IX

Pendant que cette scène avait lieu dans le pavillon, le couvent était depuis une heure déjà plongé dans le silence le plus profond.

Les jeunes pensionnaires dormaient dans leurs dortoirs, les sœurs dans leurs cellules, et c’est à peine si l’on voyait quelques vagues lueurs tombant des lampes nocturnes, trembloter à travers les vitraux de la chapelle.

Edmée avait, en revenant à Sainte-Marthe, trouvé toutes les couchettes du dortoir occupées, et on lui avait donné une petite cellule, en attendant qu’une place vacante pût lui être offerte.

Elle l’avait acceptée avec un vif plaisir.

Cette cellule était contiguë à celle de sœur Rosalie.

Quoique elle n’en eût rien dit à Gaston, ce n’était pas de son plein gré qu’elle était rentrée au couvent.
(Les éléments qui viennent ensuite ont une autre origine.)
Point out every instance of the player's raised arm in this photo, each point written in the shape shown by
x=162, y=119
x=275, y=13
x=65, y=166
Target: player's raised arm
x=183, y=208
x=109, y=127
Seulement, comme son père avait paru le désirer, elle s’était bien gardée de faire la moindre objection, d’autant plus que le jour où M. de Beaufort lui avait fait part de la détermination qu’il venait de prendre, elle avait remarqué qu’il était fort pâle et paraissait bien soucieux.

Jamais encore elle ne l’avait vu ainsi.

Sa voix était brisée ; il lui parlait sans la regarder.

Même on eût dit que ses yeux étaient rouges et qu’il avait pleuré.

En l’embrassant, au moment de la séparation, il eut un sanglot mal étouffé.

Le cœur d’Edmée se serra, et elle pensa que peut-être, sans le savoir, elle lui avait causé quelque chagrin.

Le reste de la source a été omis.